On 12 Mar 2010, at 11:56, Julian Stahnke wrote:
> Am 12.03.2010 um 17:24 schrieb J Chris Anderson:
>
>>
>> On Mar 12, 2010, at 7:10 AM, Julian Stahnke wrote:
>>
>>> Hello!
>>>
>>> I have a problem with a view being slow, even though it’s indexed and
>>> cached and so on. I have database of books (–120,000 documents) and a
>>> map/reduce function that counts how many books there are per author. I’m
>>> then calling the view with ?group=true to get the list. I’m neither
>>> emitting nor outputting any actual documents, only the counts. This results
>>> in an output of about 78,000 key/value pairs that look like the following:
>>> {"key":"Albert Kapr","value":3}.
>>>
>>> Now, even when the view is indexed and cached, it still takes 60 seconds to
>>> receive the output, using PHP’s cURL functions, the browser, whatever I’ve
>>> tried. Getting the same output served from a static file takes only a
>>> fraction of a second.
>>>
>>> When I set limit=100, it’s basically instantaneous. I want to sort the
>>> output by value though, so I can’t really limit it or use ranges. Trying it
>>> with about 7,000 books, the request takes about 5 seconds, so it seems to
>>> be linear to the number of lines being output?
>>
>> For each line of output in the group reduce view, CouchDB must calculate 1
>> final reduction (even when the intermediate reductions are already cached in
>> the btree). This is because the btree nodes might not have the exact same
>> boundaries as your group keys.
>>
>> There is a remedy. You can replace your simple summing reduce with the text
>> "_sum" (without quotes).
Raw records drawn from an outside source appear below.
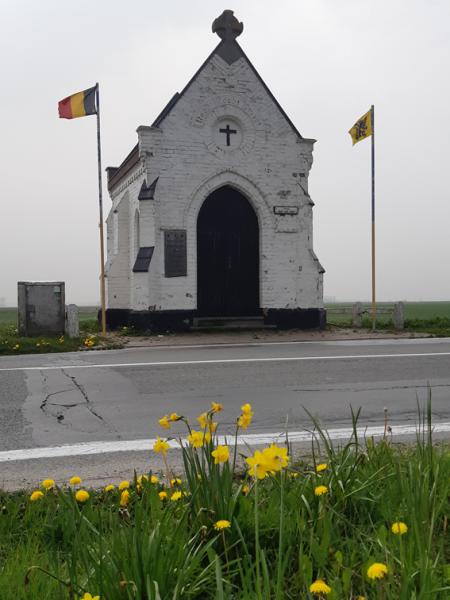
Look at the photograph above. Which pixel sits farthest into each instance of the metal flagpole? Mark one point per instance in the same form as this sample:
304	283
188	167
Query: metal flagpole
374	306
100	202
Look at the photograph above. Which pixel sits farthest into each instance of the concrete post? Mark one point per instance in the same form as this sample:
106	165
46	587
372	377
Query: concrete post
72	321
357	314
399	315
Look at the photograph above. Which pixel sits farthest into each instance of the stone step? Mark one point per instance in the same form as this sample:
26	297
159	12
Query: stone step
230	323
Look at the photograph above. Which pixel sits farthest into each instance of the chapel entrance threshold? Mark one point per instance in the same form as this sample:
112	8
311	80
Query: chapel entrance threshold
227	258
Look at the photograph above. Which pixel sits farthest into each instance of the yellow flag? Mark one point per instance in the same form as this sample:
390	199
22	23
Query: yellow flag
362	128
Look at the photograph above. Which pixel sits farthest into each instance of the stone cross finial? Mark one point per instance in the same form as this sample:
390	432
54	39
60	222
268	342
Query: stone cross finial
227	26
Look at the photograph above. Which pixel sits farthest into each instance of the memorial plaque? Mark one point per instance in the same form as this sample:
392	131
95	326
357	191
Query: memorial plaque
175	259
285	210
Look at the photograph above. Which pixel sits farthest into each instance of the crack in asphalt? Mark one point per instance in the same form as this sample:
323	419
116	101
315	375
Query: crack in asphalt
85	396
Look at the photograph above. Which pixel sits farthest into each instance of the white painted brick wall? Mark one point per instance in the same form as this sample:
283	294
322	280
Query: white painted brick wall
271	168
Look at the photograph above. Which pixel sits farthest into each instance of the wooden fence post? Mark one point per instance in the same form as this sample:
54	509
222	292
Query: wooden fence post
357	314
399	315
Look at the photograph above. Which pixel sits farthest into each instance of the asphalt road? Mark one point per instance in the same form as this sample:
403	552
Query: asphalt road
54	399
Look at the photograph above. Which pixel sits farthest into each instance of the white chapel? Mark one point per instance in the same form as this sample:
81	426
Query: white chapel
211	216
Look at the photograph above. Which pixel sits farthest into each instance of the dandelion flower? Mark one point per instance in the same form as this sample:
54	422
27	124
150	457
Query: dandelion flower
160	446
198	438
48	484
399	528
220	454
82	496
319	588
37	495
276	457
377	571
164	422
124	498
320	490
222	524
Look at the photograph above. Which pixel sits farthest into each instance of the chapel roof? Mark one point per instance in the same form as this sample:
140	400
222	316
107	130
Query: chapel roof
227	28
This triggers the same function, but implemented in
>> Erlang by CouchDB. Most of your slowness is probably due to IO between
>> CouchDB and serverside JavaScript. Using the _sum function will help with
>> this.
>>
>> There will still be a calculation per group reduce row, but the cost is much
>> lower.
>>
>> Let us know how much faster this is!
>>
>> Chris
>
> Oh wow, thanks! It’s now taking about 4 seconds instead of a minute!
>
> Is this function documented somewhere? I didn’t come across it anywhere, so I
> added it to the Performance page in the wiki:
> http://wiki.apache.org/couchdb/Performance I hope that is okay.
Thanks for adding it :)
Cheers
Jan
--